Benak Syafik bergejolak, sesuatu yang janggal membuat perasaannya gundah. Namun, bukan tempatnya memberi nasehat untuk Akito tentang caranya memimpin tim dan menyelesaikan misi. Dia bukan siapa-siapa selain penjaga gudang, bahkan bertempur pun belum sekali pun dia lakukan.

"Aku hanya berharap kalian baik-baik saja. Banyak teman-teman yang mati setiap menjalankan misi."

Lelaki besar itu tampak murung dari nada bicaranya. Akito pun tahu dari gelagatnya menghela nafas dan mengendurkan bahu Syafik sedang memasang wajah muram. Akito lantas mendekat, menempelkan tapaknya ke bahu lelaki itu dan mengumbar kata pelipur padanya.

"Elia tidak kutugaskan dalam situasi yang sekiranya tidak bisa dia atasi sendiri. Jadi jangan khawatir, sobat. Semuanya akan baik-baik saja."

Manik Syafik yang sayu melirik pada pria berponi biru itu. Dia langsung menyunggingkan senyum saat dipandang. Sedikit angin segar menerpa relung hati Syafik, kemudian dia turut tersenyum dan membalas perkataan pria itu.

"Ya, tidak ada yang perlu kukhawatirkan."

***

Harapan Gunawan tidak sesuai dengan kenyataan yang dia terima. Sudah beberapa waktu sejak Tika mengajarinya seni mistis namun pria itu masih belum juga beranjak dari frasa pertama. Gunawan sudah jengah dengan itu dan merasa waktunya untuk belajar frasa kedua, namun penilaian Tika berkata yang sebaliknya.

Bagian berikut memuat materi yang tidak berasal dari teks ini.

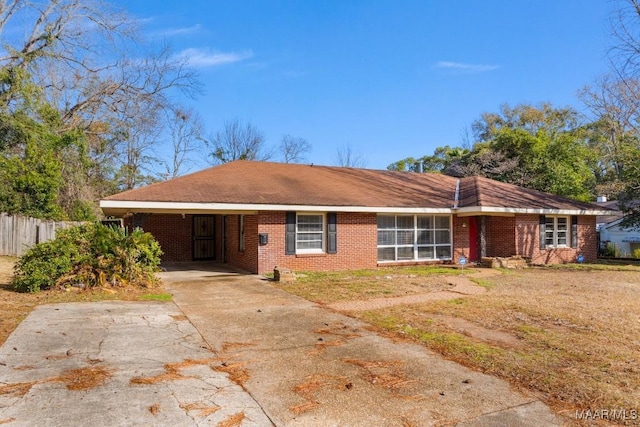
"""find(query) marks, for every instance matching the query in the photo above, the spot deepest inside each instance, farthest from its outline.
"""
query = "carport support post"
(483, 236)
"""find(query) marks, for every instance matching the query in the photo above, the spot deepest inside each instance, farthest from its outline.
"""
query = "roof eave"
(497, 210)
(121, 208)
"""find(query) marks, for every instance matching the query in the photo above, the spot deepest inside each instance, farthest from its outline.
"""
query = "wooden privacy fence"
(18, 233)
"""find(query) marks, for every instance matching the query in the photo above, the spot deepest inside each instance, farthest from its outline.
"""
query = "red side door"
(473, 240)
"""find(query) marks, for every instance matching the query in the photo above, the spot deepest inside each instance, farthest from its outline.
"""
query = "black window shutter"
(543, 222)
(290, 234)
(574, 231)
(332, 233)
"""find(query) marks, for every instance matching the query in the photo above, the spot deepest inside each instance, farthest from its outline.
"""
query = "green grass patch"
(156, 297)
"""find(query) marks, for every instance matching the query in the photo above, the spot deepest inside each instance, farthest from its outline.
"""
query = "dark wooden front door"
(204, 239)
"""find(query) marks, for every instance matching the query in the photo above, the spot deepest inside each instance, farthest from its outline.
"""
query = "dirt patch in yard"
(569, 335)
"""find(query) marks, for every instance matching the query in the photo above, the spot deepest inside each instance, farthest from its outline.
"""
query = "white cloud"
(204, 58)
(469, 68)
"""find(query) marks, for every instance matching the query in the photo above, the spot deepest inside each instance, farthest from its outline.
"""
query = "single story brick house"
(259, 215)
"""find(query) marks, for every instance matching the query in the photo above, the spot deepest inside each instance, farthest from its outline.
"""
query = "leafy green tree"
(540, 147)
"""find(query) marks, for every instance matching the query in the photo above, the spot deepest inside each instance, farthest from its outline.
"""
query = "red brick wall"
(501, 236)
(172, 232)
(357, 245)
(247, 259)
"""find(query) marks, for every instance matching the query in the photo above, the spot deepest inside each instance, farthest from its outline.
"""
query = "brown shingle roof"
(247, 182)
(484, 192)
(294, 184)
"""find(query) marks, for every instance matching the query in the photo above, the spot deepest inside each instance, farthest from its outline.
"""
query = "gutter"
(456, 199)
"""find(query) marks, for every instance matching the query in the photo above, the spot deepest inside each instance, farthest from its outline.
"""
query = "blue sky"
(390, 79)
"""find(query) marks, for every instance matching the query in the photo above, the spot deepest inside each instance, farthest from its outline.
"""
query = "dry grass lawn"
(575, 331)
(15, 306)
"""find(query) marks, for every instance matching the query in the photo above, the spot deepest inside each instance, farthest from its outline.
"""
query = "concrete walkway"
(310, 366)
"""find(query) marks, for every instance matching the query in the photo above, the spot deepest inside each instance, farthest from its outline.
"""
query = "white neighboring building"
(610, 231)
(627, 239)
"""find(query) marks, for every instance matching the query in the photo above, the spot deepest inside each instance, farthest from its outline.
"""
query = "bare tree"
(346, 156)
(136, 138)
(238, 142)
(85, 59)
(186, 138)
(293, 149)
(624, 54)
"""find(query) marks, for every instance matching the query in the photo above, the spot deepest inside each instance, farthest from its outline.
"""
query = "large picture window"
(414, 237)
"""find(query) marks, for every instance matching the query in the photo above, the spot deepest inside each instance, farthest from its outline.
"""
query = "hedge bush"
(90, 255)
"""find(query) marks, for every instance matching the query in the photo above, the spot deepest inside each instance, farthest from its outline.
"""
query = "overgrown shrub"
(91, 255)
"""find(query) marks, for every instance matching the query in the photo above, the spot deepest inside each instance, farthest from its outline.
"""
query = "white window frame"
(414, 244)
(551, 229)
(322, 233)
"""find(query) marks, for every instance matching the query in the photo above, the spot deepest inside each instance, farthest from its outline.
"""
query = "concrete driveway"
(267, 358)
(309, 366)
(116, 364)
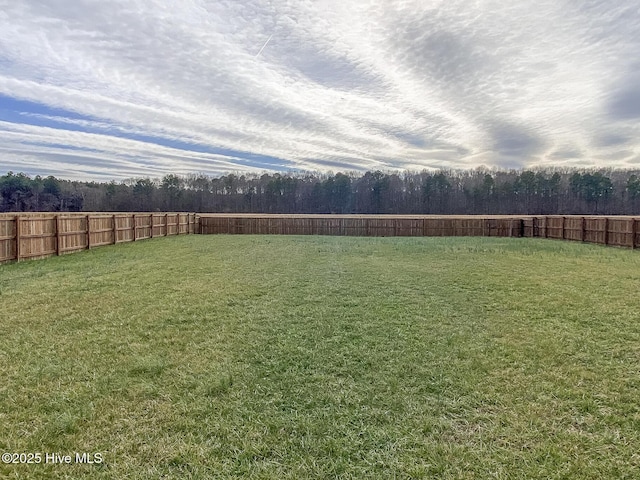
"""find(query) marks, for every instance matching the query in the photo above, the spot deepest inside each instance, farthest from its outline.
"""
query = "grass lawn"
(324, 357)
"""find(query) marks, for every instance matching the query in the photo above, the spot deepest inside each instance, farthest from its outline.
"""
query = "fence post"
(88, 232)
(58, 235)
(17, 238)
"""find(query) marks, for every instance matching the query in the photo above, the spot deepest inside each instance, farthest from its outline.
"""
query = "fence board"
(43, 234)
(39, 235)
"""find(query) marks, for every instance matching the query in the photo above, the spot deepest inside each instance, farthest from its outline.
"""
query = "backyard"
(323, 357)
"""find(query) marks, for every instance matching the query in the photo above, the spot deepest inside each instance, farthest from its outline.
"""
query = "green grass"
(324, 357)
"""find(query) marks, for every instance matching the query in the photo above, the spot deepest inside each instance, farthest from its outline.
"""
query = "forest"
(468, 192)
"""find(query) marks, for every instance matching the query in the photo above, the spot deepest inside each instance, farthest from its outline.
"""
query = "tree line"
(468, 192)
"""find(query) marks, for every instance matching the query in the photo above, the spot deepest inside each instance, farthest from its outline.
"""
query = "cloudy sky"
(111, 89)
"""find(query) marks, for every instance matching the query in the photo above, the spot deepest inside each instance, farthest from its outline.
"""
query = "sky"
(111, 90)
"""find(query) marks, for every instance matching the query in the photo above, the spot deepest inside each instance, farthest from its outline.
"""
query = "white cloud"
(366, 84)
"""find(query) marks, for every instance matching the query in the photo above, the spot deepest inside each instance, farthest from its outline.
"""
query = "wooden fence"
(37, 235)
(620, 231)
(29, 235)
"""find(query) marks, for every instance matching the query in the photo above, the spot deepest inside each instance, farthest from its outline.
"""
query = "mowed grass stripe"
(324, 357)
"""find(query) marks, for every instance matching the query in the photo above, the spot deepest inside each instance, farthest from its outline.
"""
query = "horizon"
(95, 92)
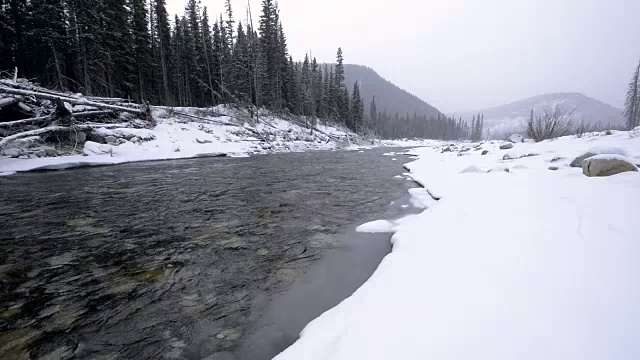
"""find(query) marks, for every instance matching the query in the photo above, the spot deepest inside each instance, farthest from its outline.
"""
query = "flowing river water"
(216, 259)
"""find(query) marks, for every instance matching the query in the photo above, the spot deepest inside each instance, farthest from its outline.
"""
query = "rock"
(222, 355)
(499, 169)
(13, 152)
(577, 162)
(49, 151)
(79, 137)
(92, 148)
(471, 169)
(607, 165)
(516, 138)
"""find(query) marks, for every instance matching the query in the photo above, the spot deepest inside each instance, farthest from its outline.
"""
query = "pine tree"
(632, 103)
(357, 109)
(373, 115)
(163, 36)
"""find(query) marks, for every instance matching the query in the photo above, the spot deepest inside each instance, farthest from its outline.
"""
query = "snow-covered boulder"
(12, 152)
(516, 138)
(79, 136)
(471, 169)
(607, 165)
(93, 148)
(49, 151)
(499, 169)
(577, 162)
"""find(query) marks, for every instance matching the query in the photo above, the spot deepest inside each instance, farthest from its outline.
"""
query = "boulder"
(607, 165)
(13, 152)
(79, 137)
(471, 169)
(49, 151)
(499, 169)
(516, 138)
(577, 162)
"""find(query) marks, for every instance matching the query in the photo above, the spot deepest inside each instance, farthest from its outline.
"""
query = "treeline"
(132, 49)
(632, 101)
(397, 126)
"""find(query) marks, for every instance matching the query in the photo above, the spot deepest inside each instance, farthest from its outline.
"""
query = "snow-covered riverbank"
(539, 262)
(178, 137)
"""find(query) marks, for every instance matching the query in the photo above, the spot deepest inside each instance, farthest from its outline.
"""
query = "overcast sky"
(469, 54)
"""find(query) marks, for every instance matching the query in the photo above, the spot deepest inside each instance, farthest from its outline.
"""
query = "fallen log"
(7, 101)
(70, 100)
(25, 121)
(21, 135)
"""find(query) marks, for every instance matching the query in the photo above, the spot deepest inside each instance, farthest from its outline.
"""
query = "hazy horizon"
(461, 55)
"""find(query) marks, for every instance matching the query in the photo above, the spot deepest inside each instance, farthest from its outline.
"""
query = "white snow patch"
(378, 226)
(529, 265)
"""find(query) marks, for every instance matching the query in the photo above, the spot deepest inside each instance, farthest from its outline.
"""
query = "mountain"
(389, 97)
(513, 117)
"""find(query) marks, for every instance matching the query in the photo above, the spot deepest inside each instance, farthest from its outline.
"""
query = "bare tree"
(553, 122)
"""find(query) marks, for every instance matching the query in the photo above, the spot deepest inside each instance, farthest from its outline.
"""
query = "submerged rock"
(607, 165)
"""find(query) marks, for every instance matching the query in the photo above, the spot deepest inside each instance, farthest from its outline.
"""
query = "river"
(188, 259)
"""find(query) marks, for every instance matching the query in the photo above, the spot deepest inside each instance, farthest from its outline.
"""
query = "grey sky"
(469, 54)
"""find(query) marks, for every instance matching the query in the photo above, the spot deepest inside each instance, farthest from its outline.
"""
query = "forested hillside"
(132, 49)
(389, 97)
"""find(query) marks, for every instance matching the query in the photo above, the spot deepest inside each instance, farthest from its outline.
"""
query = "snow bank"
(178, 137)
(530, 264)
(378, 226)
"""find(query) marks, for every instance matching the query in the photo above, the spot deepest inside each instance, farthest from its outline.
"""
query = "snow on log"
(70, 100)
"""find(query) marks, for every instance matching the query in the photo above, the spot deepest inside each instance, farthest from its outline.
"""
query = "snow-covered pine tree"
(357, 109)
(632, 102)
(163, 41)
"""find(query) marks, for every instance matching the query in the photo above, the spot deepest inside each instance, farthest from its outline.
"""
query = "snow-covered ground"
(534, 263)
(178, 137)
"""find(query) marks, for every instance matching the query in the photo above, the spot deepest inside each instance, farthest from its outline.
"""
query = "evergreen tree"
(357, 109)
(632, 103)
(163, 36)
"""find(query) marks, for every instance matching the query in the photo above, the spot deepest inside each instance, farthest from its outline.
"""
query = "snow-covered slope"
(532, 263)
(513, 117)
(184, 133)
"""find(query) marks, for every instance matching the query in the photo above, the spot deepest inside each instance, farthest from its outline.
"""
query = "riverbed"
(187, 259)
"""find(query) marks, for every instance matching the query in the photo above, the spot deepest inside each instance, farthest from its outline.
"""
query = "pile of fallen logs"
(27, 110)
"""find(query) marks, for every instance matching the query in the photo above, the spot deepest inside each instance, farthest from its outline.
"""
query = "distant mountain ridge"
(389, 97)
(513, 117)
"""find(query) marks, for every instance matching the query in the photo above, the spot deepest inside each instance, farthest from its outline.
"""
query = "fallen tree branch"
(7, 101)
(25, 121)
(21, 135)
(75, 101)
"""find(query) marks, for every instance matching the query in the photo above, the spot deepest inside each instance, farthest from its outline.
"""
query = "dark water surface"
(186, 259)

"Kau masih belum bisa seperti ini, lalu ini dan ini! Mana bisa belajar frasa selanjutnya!" Tika memperagakan beberapa gerakan aneh di depan Gunawan.

Pria itu memutar bola matanya, kemudian bangun dan menuju ke balkoni kamar. Dirinya berpikir kalau apa yang telah dia lakukan selama ini hanya buang-buang waktu, tidak ada gunanya.

Perasaan itu menguar melalui aura yang terpancar dari diri Gunawan. Tika, sebagai pilar perasaan memiliki kepekaan lebih terhadap hal ini pun mendekat untuk menanyakan apa gerangan yang membuat Gunawan demikian.

"Sejak aku bergabung dengan biro keamanan, rasanya aku belum melakukan sesuatu yang penting. Aku hanya berjalan kesana-kemari berpatroli bersama Akito mencari hantu, dan itu pun selalu Akito yang membereskan. Aku jenuh."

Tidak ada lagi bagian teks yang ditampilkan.